By IANS
Patiala (Punjab) : A special court Tuesday convicted three men and sentenced them to life imprisonment for conspiracy in the hijacking of Indian Airlines flight IC-814 from Nepal to Kandahar in Afghanistan in December 1999.
Abdul Latif, Dalip Kumar and Yusuf Nepali were found guilty under the Anti-Hijacking Act by special judge Inderjit Singh Walia. The court was held at the high-security Patiala central jail complex where the three accused were lodged after their arrest.
The three were present in the court when the verdict was given.

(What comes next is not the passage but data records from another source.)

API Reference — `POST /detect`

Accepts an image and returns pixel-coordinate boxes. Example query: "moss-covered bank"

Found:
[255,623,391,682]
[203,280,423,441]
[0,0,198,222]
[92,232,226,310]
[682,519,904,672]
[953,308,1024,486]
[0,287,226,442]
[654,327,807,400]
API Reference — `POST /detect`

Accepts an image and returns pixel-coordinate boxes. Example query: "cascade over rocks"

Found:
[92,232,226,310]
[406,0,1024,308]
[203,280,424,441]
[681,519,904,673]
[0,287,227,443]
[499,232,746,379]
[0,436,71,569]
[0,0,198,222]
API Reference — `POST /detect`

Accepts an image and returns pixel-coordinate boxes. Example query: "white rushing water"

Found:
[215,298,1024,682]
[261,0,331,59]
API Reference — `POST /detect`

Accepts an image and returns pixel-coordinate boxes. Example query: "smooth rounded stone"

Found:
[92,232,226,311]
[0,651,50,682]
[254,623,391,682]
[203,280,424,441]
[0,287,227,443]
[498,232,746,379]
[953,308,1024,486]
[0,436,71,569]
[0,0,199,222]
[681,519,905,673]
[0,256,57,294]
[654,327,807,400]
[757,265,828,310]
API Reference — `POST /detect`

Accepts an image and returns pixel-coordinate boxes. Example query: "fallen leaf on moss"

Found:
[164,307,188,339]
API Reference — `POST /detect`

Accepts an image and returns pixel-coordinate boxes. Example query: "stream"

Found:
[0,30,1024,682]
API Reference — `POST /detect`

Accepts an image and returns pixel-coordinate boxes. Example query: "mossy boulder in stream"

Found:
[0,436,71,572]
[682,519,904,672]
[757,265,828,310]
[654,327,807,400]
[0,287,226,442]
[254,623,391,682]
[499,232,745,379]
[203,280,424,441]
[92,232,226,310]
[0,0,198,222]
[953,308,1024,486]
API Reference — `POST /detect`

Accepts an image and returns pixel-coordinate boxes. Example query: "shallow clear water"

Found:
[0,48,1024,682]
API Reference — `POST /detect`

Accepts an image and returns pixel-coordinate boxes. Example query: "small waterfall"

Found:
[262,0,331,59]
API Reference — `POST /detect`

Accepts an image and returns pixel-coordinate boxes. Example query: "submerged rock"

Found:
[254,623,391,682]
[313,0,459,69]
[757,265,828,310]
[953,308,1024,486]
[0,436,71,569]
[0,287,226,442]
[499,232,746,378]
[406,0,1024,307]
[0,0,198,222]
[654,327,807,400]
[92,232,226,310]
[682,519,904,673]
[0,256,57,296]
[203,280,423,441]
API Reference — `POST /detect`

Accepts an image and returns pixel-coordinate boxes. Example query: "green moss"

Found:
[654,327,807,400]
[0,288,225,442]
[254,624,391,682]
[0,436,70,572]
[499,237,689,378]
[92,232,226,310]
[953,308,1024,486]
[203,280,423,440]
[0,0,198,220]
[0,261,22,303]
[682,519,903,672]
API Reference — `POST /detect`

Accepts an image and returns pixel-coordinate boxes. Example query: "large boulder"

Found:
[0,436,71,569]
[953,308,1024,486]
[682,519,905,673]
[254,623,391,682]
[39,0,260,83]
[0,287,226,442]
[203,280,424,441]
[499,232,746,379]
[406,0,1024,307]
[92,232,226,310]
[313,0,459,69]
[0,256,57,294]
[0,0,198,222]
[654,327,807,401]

Of the 10 accused, only three could be nabbed. The other seven – all Pakistani nationals – indicted in the case are at large.
The seven have been identified as Ibrahim Athar alias Chief, Sunny Ahmed Qazi alias Burger, Sahid Sayeed Akhtar alias Doctor, Zahoor Ibrahim Mistry alias Bhola, Shakir alias Shankar and Jaish-e-Muhammad Maulana Masood Azhar’s brother Yusuf Azhar and his brother-in-law Abdul Rauf.
Sayeed Akhtar was accused of killing 25-year-old Rupen Katyal, a passenger on board the hijacked flight, with a knife. The hijackers also injured another passenger, Satnam Singh, during the weeklong ordeal.
Hearing in the matter, including the cross-examination of over 120 witnesses in the last seven years since March 2001, was completed last month.
While the Central Bureau of Investigation (CBI) arrested Abdul Latif and Dalip Kumar from Mumbai in December 1999, Yusuf Nepali was arrested later from Kathmandu. They have been in Patiala jail since their arrest.
The conspirators were accused of helping the Pakistani hijackers in procuring fake passports and other papers and helping them take weapons inside the flight. They were not directly involved with the hijack.
The Indian Airlines’ New Delhi-bound flight from Kathmandu was hijacked Dec 24, 1999 with 179 passengers and 11 crewmembers on board. The plane was taken towards Pakistan but later landed at Amritsar airport. It then took off again and landed at Lahore and Dubai for refuelling before finally landing at Kandahar in southern Afghanistan.
The weeklong drama ended with the hijackers securing the release of three dreaded terrorists from Indian prisons – Jaish-e-Mohammed (JEM) chief Masood Azhar, Al Umar Mujahideen chief Mushtaq Zargar and Ahmed Omar Sayeed Sheikh, who has been convicted in the murder of American journalist Daniel Pearl.
While Masood Azhar and Sheikh are Pakistanis, Zargar is an Indian Kashmiri. Then Indian external affairs minister Jaswant Singh flew with the terrorists to Kandahar to secure the release of the passengers on board.
According to the prosecution case, the conspiracy of the hijacking was hatched in 1999 in Sabzi Mandi area of Bangladesh’s capital Dhaka. The plans for travel, hotel accommodation and travelling documents were also finalised.
Weapons, including hand grenades and revolvers, and fake passports were procured later.
The CBI has said in its chargesheet that the entire operation was masterminded by Harkat-ul-Mujahideen’s agents and aided by Pakistan’s intelligence agency ISI.
CBI officials said it was the recording of the confessional statements of the accused that led to the convictions.